I think when FORGET starts to disturb writes or reads, there also must
be some metadata load that causes many of these requests. Going via
/dev/fuse also includes another two syscalls and cpu task switch to the
libfuse thread handling them - that is not for free either.
However, this currently might disturb reads/writes, if the queue depth
is limited and memory optimized to carry reads/writes. The missing
feature here is to have a multiple request sizes on the same queue.

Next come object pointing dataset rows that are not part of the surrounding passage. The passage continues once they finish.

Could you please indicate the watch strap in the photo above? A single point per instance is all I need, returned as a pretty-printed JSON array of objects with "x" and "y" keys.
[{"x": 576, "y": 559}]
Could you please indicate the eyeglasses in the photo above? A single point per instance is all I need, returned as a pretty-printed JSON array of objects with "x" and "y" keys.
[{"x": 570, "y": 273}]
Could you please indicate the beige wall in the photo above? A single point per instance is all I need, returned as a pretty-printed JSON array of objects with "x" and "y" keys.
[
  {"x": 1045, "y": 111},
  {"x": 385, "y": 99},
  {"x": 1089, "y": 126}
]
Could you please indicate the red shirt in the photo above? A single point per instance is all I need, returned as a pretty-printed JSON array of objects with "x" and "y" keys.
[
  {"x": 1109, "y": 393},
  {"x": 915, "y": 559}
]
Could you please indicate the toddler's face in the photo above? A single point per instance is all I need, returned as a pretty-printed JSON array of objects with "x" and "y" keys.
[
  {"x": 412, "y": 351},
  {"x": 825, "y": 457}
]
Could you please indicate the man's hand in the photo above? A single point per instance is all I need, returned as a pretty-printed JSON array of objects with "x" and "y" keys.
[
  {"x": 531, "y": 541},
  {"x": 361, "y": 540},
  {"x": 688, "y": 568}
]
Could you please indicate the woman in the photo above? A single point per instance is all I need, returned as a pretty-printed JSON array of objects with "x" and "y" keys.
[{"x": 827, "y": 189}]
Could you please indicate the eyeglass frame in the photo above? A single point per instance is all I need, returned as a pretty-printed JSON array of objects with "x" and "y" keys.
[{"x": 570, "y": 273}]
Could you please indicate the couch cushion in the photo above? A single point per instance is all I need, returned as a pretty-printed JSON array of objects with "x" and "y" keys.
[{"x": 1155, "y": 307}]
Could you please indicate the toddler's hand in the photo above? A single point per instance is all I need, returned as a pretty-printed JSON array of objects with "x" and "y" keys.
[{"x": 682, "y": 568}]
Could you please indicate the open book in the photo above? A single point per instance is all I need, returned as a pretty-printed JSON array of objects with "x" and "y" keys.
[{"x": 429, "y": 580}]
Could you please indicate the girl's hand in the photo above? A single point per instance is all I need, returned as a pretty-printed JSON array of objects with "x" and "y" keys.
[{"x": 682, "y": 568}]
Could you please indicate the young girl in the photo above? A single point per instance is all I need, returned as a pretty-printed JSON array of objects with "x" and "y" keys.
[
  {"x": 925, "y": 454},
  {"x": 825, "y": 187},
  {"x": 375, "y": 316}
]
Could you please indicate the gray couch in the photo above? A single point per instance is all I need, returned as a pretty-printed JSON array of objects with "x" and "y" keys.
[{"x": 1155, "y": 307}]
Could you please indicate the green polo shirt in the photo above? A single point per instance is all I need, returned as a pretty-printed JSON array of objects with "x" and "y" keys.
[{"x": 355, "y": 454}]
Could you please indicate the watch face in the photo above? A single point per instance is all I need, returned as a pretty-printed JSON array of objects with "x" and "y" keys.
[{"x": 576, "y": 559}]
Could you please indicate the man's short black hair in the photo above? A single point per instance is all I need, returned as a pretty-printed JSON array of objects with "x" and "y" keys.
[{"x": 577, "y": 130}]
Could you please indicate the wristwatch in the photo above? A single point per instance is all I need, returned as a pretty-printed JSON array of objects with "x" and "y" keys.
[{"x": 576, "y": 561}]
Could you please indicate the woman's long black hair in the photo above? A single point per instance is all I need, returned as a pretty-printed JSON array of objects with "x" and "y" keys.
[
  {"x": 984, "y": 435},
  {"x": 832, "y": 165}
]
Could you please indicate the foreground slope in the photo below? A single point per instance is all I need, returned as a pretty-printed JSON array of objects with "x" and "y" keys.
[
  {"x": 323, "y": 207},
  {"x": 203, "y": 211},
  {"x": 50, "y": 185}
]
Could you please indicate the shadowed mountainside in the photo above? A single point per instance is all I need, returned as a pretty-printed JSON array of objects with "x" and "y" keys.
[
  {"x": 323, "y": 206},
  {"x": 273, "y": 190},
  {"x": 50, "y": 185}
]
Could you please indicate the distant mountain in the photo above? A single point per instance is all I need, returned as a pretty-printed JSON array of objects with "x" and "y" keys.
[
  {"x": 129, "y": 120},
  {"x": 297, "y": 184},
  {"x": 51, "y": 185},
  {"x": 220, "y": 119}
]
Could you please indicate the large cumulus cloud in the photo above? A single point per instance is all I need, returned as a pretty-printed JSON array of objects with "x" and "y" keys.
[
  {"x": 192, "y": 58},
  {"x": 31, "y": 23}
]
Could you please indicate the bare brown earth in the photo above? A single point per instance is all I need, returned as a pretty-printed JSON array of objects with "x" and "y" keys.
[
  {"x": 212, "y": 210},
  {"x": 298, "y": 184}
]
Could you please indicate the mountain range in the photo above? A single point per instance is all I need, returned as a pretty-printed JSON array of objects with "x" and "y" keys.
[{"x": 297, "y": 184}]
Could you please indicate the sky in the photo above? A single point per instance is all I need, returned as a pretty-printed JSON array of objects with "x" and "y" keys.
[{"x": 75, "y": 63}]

Btw, syscall overhead is basically the reason why I wouldn't like to
have multiple rings per request size, but one ring with entries of
different sizes. Will try to respond to the other mail later today.
>
> Given that, my preference would be to keep forget/interrupts on the
> legacy /dev/fuse path even when io-uring is enabled. Sorry for not
> bringing this up earlier in v2. Bernd, I’d also be curious to hear
> your perspective on this.
It is certainly not something that I would count as priority. Though I
don't think it would hurt either. In the end we might be able to run
entirely without /dev/fuse IO and threads and would save a bit resources.
@Li do you see performance improvements with FORGETs through the ring or
could you post your underlying motivation?